Extract specific data from .html file

Hi all, can anyone help me please with some information how can I extract specific data, like “Invoice posted” from a .html file, after I open ? As you can see in the picture, there is commas and space between data. The file looks like that so I need to extract this type of data and paste into SAP for processing. This process will be made everyday. The type of file will be the same but only that number of invoice will be different so how can I extract them ? I tried with data scrapping and save it into csv file but the content is not proper because I have that commas and spaces and I don’t know how can I solve this. :frowning:

Thank you very much for your help!

Do you want to extract these blue highlighted numbers? If yes, read this html into a text variable and then use the following regex
(?<=Invoice posted:\s?)\d+(?=/)

This can extract your desired values.

No, I need only the white fields, so, as you can see is repeating on each line. That data I need to extract.

in fact, yes, blue highlighted numbers, sorry!

Will it be always 9 charcters?

In fact, there are 10 characters, not 9. I write wrong.

Okay…if its always 10 characters you can try the below pattern which will fetch only 10 characters

image

In that case, follow my first reply and use the following regex

(?<=Invoice posted:\s?)\d{10}(?=/)

From what I see, in the “Test text” I have to write something or not ? I never use this type of activity, so, I’m sorry for so many questions. Can you make me please an example?

Thank you very much!

@ovidiu_2088 - Please check this workflow below…

  1. Read your HTML file using “Read Text File” activity and save the output as “StrInput”
  2. In the “Matches” activity -provide the input as “StrInput” and the pattern as shown here…and save the result as “IEnRegEx”
  3. In the For each loop…code as shown here…

Hope this helps…

What type of argument do I have to choose?

@ovidiu_2088 - Your Type Argument is not correct…Please recheck the screenshot above…I have also given the snipped below…

Have you tried with normal selectors, since it’s no different from having browsed to a web page?

Now I choose the correct argument and is perfect. :slight_smile: I so that in the table I have another data with 10 characters but I don’t need them, how can I write only the number that interest me? that is, all my numbers start with number 12 followed by 8 different characters, 10 in totally, but the first are specific only for the invoice number. How can I choose only that one ?

Please share some sample text and tell us the output expected?
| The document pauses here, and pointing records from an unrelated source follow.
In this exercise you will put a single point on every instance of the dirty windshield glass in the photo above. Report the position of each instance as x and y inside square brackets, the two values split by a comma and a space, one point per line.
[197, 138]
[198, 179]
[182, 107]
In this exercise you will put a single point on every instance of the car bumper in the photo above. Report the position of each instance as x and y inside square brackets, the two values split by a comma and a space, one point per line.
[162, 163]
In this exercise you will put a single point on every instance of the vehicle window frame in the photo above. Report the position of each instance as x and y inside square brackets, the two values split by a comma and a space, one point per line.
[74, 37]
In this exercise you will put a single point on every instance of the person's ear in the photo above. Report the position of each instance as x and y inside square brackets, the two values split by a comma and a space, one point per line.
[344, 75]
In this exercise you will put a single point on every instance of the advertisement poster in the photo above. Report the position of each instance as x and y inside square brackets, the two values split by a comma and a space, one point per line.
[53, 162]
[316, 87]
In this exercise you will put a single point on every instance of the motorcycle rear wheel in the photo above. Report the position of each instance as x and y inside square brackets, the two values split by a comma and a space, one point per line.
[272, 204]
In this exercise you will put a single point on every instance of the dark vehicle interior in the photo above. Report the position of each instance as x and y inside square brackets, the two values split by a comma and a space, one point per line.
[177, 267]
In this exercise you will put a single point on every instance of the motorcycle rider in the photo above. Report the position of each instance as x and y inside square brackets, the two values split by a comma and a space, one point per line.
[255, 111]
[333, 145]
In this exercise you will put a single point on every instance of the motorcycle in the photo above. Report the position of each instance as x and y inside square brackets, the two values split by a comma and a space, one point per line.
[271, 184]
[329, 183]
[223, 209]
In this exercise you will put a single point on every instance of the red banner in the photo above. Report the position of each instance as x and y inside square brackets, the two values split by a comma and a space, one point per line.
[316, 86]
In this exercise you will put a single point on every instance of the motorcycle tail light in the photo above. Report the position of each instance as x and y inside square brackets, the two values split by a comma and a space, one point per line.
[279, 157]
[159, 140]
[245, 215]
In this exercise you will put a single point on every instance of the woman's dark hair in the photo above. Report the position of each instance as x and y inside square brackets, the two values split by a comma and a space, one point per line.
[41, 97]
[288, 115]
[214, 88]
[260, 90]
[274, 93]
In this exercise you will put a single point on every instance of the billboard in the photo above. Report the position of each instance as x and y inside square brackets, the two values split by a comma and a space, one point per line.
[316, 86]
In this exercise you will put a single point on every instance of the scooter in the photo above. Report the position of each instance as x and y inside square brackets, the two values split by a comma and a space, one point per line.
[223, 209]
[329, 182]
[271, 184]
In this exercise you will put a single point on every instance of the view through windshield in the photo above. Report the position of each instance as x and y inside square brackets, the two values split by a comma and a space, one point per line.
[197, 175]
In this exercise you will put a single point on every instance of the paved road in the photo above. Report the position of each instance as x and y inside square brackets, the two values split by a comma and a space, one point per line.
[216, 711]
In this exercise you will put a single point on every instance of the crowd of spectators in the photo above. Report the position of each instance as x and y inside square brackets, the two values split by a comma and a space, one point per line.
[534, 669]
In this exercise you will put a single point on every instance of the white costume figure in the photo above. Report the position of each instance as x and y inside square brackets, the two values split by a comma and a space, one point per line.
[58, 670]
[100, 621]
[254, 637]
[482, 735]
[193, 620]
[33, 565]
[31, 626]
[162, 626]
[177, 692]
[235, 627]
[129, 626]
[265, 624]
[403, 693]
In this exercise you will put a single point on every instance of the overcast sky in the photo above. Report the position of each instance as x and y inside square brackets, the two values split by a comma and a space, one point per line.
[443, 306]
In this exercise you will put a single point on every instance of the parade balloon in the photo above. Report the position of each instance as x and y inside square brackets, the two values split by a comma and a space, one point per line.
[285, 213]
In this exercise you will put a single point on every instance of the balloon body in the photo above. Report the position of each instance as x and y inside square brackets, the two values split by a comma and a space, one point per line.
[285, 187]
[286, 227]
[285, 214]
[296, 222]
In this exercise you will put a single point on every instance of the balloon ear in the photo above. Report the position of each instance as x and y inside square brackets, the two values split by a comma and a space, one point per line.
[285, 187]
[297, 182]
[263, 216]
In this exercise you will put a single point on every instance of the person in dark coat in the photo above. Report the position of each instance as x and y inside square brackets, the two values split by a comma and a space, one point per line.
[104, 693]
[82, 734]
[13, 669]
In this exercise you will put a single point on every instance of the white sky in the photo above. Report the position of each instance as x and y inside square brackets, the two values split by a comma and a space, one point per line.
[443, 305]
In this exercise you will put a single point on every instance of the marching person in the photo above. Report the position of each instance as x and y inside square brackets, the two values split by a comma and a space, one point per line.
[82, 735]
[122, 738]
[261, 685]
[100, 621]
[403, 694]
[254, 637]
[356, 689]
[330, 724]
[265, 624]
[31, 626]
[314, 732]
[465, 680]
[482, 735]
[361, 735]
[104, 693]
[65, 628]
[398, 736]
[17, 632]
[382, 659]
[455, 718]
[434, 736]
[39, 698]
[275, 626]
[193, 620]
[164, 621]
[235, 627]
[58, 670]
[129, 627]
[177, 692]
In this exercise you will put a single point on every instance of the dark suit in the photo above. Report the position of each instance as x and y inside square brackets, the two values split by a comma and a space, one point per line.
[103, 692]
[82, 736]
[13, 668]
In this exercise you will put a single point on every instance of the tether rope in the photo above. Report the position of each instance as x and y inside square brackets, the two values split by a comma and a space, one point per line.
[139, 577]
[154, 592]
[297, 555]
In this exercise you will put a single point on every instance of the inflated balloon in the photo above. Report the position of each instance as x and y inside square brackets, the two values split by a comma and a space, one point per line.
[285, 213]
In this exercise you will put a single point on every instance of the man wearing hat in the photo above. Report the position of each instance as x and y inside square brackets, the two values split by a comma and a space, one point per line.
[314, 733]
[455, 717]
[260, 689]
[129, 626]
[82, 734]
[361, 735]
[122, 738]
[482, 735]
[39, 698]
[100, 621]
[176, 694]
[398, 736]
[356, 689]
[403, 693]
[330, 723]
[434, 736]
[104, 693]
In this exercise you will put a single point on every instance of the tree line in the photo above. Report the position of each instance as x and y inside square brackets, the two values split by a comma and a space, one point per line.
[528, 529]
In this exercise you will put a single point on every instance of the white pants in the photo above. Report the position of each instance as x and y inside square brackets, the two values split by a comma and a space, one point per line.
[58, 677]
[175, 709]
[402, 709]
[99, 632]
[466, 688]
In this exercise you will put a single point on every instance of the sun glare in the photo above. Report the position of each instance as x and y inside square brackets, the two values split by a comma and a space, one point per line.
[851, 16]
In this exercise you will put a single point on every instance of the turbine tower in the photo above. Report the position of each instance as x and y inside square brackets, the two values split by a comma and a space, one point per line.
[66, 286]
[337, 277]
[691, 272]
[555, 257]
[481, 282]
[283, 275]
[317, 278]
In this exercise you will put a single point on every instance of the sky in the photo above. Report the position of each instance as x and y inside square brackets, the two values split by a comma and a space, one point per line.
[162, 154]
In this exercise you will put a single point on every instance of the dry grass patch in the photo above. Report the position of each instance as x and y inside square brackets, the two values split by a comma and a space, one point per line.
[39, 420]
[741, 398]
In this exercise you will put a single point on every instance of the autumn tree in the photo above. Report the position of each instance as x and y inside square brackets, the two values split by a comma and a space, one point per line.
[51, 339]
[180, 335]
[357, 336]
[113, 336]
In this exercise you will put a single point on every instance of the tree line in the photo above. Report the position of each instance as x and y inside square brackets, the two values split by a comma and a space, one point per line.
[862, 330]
We can tweak the pattern for you…

I attached the file. So, as you know I need only the numbers with 51 to copy and paste in the SAP for processing. The issue is that I need to process one by one so, maybe first will be saved into excel file and after that copy one by one. Report output.html (16.8 KB)

Thank you very much for your support!

it looks like the main building blocks were already mentioned. Lets summarize it:

Is perfect what you send but I think I have an issue about Data scraping :frowning: the result is not the same like yours.

quick prototype was done with following extract config:

<extract>
	<row exact="1">
		<webctrl tag="tbody"/>
	</row>
	<column exact="1" name="Column1" attr="text">
		<webctrl tag="tbody"/>
		<webctrl tag="tr" idx="5"/>
		<webctrl tag="td" idx="1"/>
		<webctrl tag="font" idx="2"/>
		<webctrl tag="nobr" idx="1"/>
	</column>
	<column exact="1" name="Column2" attr="text">
		<webctrl tag="tbody"/>
		<webctrl tag="tr" idx="4"/>
		<webctrl tag="td" idx="1"/>
		<webctrl tag="font" idx="4"/>
		<webctrl tag="nobr" idx="1"/>
	</column>
</extract>

Thank you very much @ppr . Now, can you tell me please how can I paste this data into excel file to start to process in SAP ? because I think is necessary to do this to start to process forward or?